In training Stage1 after 49th epoch getting RuntimeError: you can only change requires_grad flags of leaf variables, g_loss.requires_grad = True
I am getting the mentioned error in this part of the code: if epoch >= TMA_epoch: # start TMA training loss_s2s = 0 for _s2s_pred, _text_input, _text_length in zip(s2s_pred, texts, input_lengths): loss_s2s += F.cross_entropy(_s2s_pred[:_text_length], _text_input[:_text_length]) loss_s2s /= texts.size(0)
loss_mono = F.l1_loss(s2s_attn, s2s_attn_mono) * 10
loss_gen_all = gl(wav.detach().unsqueeze(1).float(), y_rec).mean()
print(f'the shape of both wav and y_rec respectively {wav.shape} and {y_rec.shape}')
loss_slm = wl(wav.detach(), y_rec.squeeze(1)).mean()
g_loss = loss_params.lambda_mel * loss_mel + \
loss_params.lambda_mono * loss_mono + \
loss_params.lambda_s2s * loss_s2s + \
loss_params.lambda_gen * loss_gen_all + \
loss_params.lambda_slm * loss_slm
print(f'Generator loss is {g_loss}')
running_loss += accelerator.gather(loss_mel).mean().item()
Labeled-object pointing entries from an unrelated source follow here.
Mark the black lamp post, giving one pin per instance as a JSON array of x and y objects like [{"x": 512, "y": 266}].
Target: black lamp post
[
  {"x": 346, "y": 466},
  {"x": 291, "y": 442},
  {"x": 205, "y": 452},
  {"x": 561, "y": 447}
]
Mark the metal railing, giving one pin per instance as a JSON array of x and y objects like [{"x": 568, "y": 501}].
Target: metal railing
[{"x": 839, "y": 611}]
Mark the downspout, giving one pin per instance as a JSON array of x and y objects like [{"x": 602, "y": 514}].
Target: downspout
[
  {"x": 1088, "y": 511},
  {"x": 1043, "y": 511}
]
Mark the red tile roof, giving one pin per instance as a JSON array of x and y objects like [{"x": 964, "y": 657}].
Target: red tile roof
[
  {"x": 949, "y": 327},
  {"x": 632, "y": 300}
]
#print(f"g-loss is {type(g_loss)}")
optimizer.zero_grad()
g_loss.requires_grad = True
g_loss.backward()
#accelerator.backward(g_loss)
optimizer.step()
# g_loss.requires_grad = True
# g_loss.backward()
I have the same issue, but for this code snippet:
d_loss = self._dl(wav.detach().unsqueeze(1).float(), y_rec.detach()).mean()
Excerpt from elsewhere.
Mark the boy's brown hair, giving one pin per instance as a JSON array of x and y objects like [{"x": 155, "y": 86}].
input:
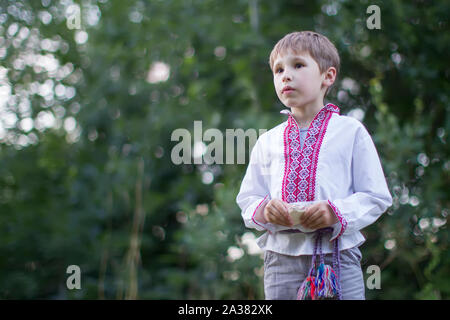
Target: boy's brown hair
[{"x": 318, "y": 46}]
Getting into details, it's the error in the forward method, in WavLMLoss class:
def forward(self, wav, y_rec):
with torch.no_grad():
wav_16 = self.resample(wav)
wav_embeddings = self.wavlm(input_values=wav_16, output_hidden_states=True).hidden_states
y_rec_16 = self.resample(y_rec)
y_rec_embeddings = self.wavlm(input_values=y_rec_16.squeeze(), output_hidden_states=True)
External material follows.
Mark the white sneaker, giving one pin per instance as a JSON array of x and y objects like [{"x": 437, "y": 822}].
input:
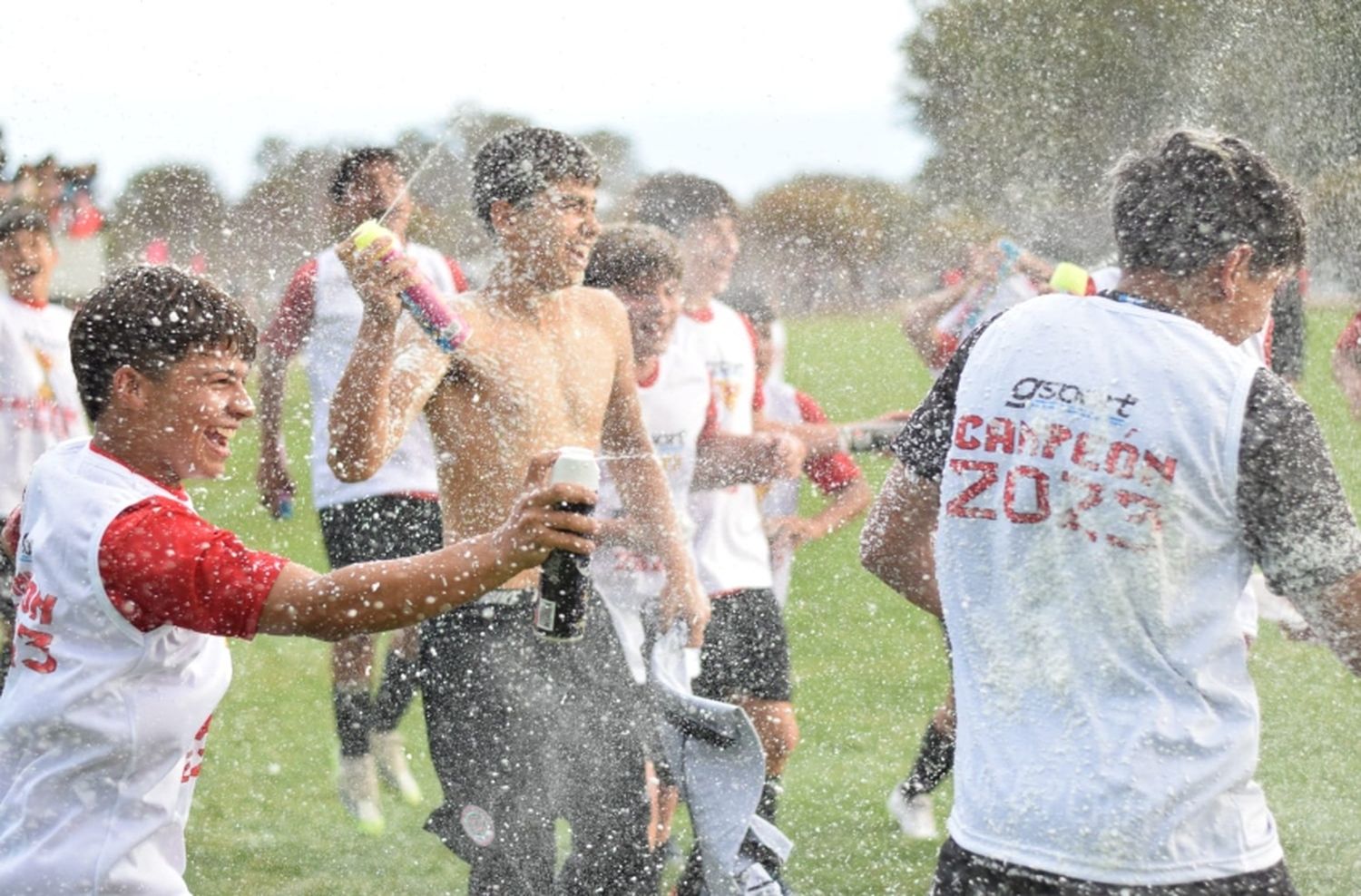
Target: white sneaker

y_rec_embeddings = y_rec_embeddings.hidden_states
floss = 0
for er, eg in zip(wav_embeddings, y_rec_embeddings):
floss += torch.mean(torch.abs(er - eg))
return floss.mean()
self.wavlm(input_values=y_rec_16.squeeze(), output_hidden_states=True) is giving me the exact same error and I don't know why.
What is your dependencies versions for this project?
Found the solution. you need to write self.wavlm.eval() in the start of forward method WavLMLoss class in losses module. Worked for me.